Novel Method for PIK3CA Mutation Analysis: Locked Nucleic Acid–PCR Sequencing

Abstract

Somatic mutations in PIK3CA are commonly seen in invasive breast cancer and several other carcinomas, occurring in three hotspots: codons 542 and 545 of exon 9 and in codon 1047 of exon 20. We designed a locked nucleic acid (LNA)-PCR sequencing assay to detect low levels of mutant PIK3CA DNA with attention to avoiding amplification of a pseudogene on chromosome 22 that has >95% homology to exon 9 of PIK3CA. We tested 60 FFPE breast DNA samples with known PIK3CA mutation status (48 cases had one or more PIK3CA mutations, and 12 were wild type) as identified by PCR-mass spectrometry. PIK3CA exons 9 and 20 were amplified in the presence or absence of LNA-oligonucleotides designed to bind to the wild-type sequences for codons 542, 545, and 1047, and partially suppress their amplification. LNA-PCR sequencing confirmed all 51 PIK3CA mutations; however, the mutation detection rate by standard Sanger sequencing was only 69% (35 of 51).

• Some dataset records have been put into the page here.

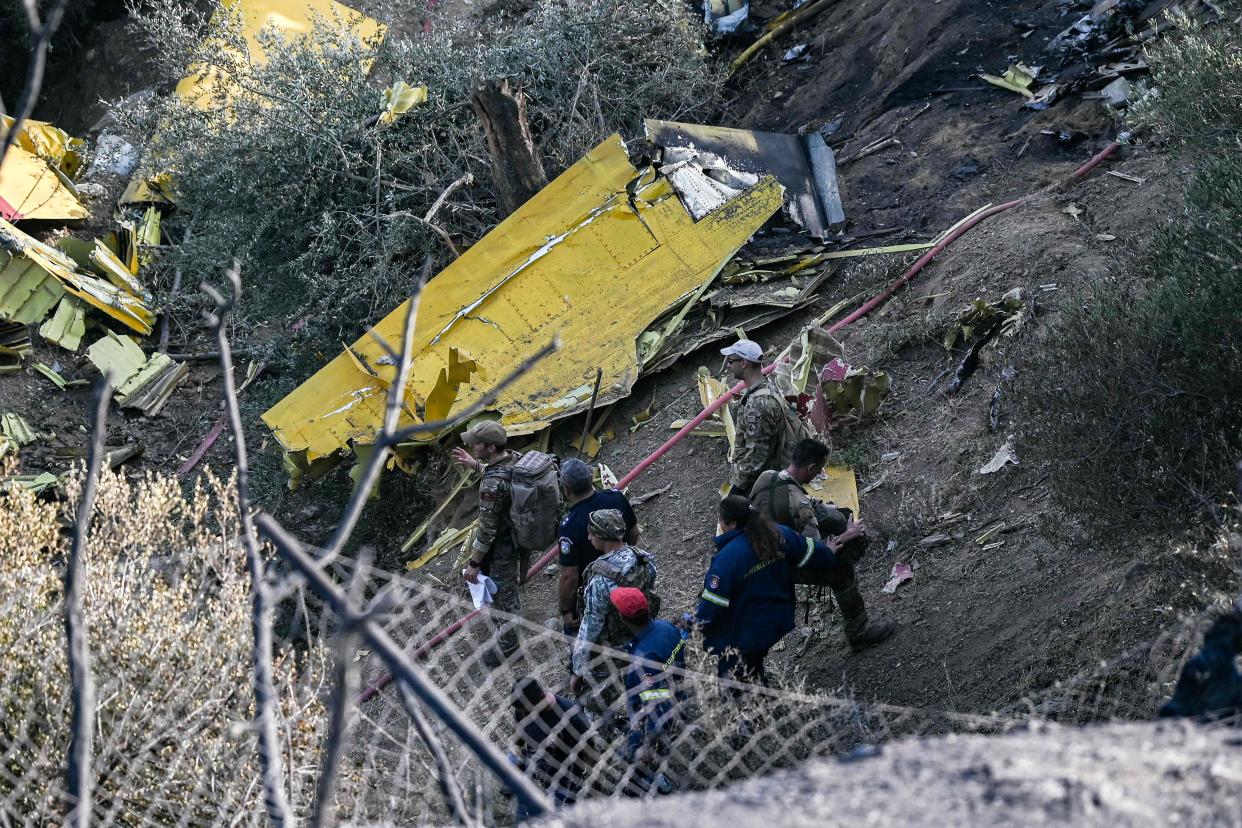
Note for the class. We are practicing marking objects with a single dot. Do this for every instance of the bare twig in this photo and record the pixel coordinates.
(440, 231)
(445, 777)
(403, 667)
(42, 34)
(266, 713)
(590, 411)
(482, 404)
(342, 700)
(466, 180)
(391, 416)
(78, 776)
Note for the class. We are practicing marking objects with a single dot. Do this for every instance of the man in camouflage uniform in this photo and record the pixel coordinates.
(494, 553)
(619, 565)
(760, 417)
(780, 497)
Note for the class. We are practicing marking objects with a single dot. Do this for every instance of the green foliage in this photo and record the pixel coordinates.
(1149, 401)
(324, 211)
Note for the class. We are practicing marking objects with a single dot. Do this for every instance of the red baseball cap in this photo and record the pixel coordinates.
(630, 602)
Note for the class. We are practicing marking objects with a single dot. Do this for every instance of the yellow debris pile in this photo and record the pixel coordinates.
(36, 178)
(35, 276)
(596, 257)
(143, 382)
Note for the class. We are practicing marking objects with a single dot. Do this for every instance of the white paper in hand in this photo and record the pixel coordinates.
(482, 591)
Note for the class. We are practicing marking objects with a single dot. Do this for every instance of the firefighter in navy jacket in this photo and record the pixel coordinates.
(748, 597)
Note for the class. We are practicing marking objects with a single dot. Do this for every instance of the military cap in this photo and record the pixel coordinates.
(747, 349)
(631, 603)
(606, 524)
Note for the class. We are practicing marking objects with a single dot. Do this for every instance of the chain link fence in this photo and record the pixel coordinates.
(175, 733)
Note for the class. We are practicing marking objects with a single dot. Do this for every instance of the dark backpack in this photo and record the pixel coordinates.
(642, 576)
(534, 499)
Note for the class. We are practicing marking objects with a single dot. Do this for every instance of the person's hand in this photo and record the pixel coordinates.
(853, 529)
(465, 458)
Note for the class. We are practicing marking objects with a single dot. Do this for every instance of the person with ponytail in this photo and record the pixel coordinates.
(748, 598)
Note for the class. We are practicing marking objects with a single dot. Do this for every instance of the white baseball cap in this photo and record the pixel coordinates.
(747, 349)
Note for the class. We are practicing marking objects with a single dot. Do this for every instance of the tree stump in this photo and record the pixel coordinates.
(516, 164)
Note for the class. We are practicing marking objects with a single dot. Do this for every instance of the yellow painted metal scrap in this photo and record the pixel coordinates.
(595, 257)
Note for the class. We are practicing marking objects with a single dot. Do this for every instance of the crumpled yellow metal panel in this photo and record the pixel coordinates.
(293, 19)
(31, 189)
(595, 257)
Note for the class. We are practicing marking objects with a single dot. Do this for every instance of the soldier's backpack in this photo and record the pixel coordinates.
(642, 576)
(534, 505)
(794, 427)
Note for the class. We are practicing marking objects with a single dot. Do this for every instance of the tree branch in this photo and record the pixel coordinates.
(78, 772)
(266, 710)
(403, 668)
(391, 416)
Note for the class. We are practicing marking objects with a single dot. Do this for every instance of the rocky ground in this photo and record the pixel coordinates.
(1118, 775)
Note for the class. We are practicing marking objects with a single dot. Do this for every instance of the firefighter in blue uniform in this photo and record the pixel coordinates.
(651, 692)
(748, 601)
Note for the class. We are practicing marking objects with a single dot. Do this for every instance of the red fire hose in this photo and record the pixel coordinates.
(871, 304)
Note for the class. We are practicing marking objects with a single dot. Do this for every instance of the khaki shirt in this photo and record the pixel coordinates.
(784, 500)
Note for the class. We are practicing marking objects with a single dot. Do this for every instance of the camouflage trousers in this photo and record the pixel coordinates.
(504, 567)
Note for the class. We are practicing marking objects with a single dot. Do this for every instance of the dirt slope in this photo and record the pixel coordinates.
(979, 630)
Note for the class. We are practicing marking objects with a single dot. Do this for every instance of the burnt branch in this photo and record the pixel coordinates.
(77, 772)
(266, 709)
(42, 31)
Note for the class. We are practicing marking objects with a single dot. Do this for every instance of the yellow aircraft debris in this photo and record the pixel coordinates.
(204, 88)
(29, 265)
(595, 257)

Of the 12 PIK3CA wild-type cases, LNA-PCR sequencing detected three additional H1047R mutations in "normal" breast tissue and one E545K in usual ductal hyperplasia. Histopathological review of these three normal breast specimens showed columnar cell change in two (both with known H1047R mutations) and apocrine metaplasia in one. The novel LNA-PCR shows higher sensitivity than standard Sanger sequencing and did not amplify the known pseudogene.